Wednesday, April 09, 2008

“Comeback” meals.

April 9 ...

Some cooks cook with the express intent of having leftovers. I am one of those cooks. I understand (no, I don’t, actually) that some cooks abhor leftovers, and some eaters refuse them. I have puzzled over the issue in several previous stories (two of them are here and here), and had no intention of bringing up the subject again (at least for a while) until I came across the term ‘comeback’, in relation to a meal. I naively thought this meant a meal so good that everyone came back for more, so there were no leftovers to agonise over.

I was wrong, it seems. A ‘comeback’ is restaurant-speak for a particular type of leftover. At least that is what Mr. Charles Fellows indicates in his book Fellows’ Menu Maker (Chicago, 1910). I don’t know if this remains current restaurant parlance, and would be grateful for some enlightenment from professionals in the business.

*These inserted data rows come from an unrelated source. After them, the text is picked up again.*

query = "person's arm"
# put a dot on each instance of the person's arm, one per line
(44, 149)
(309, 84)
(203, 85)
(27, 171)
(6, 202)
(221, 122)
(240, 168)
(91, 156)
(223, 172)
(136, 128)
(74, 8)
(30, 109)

Difference between Leftover and Comeback.
The difference between a leftover and a comeback in culinary parlance is: a leftover is prepared food which has not been dished onto a plate to set before a diner, but which may be kept for service at a future meal. A comeback is food that has been dished onto a plate, probably messed over, and returned to the kitchen. The leftover is an economy; the comeback is a waste.
Food dished onto platters for redishing onto plates, are classified as leftovers when returned to service pantry in the original platter. Such food is not spoiled.

Please be advised: I definitely do not want to know what restaurants do with ‘comeback’ food.

On the same pair of pages as the above exposé are a number of menus from The Drake hotel in Chicago, so I thought it might be fun to see what could be done with leftovers (as in the household use of the phrase) from one of the meals.

United Dinner of hotel associations at The Drake, Chicago, July 13, 1921

Little Neck Clams
Jellied Gumbo
Celery Almonds Olives
Lobster, Mornay
Cucumbers, Parisienne
Filet Mignon, Drake
New Peas Potatoes Berny
Blackstone Salad
Ice Cream

I shouldn’t imagine leftover clams would ever be a problem: they would surely to into chowder. Leftover Potatoes Berny should never happen: no-one in their right mind would leave the tiniest scrap of deep-fried almond-coated, truffled, buttered and egg-yolked mashed potato balls. Leftover almonds could simply be used to make more Potatoes Berny. Olives don’t get leftover, they just get put back in the oil or brine. Coffee leftovers can be used in many recipes, and there is a goodly selection in the Coffee Recipe Archive.

The idea of Jellied gumbo just frightens me. I cannot comment.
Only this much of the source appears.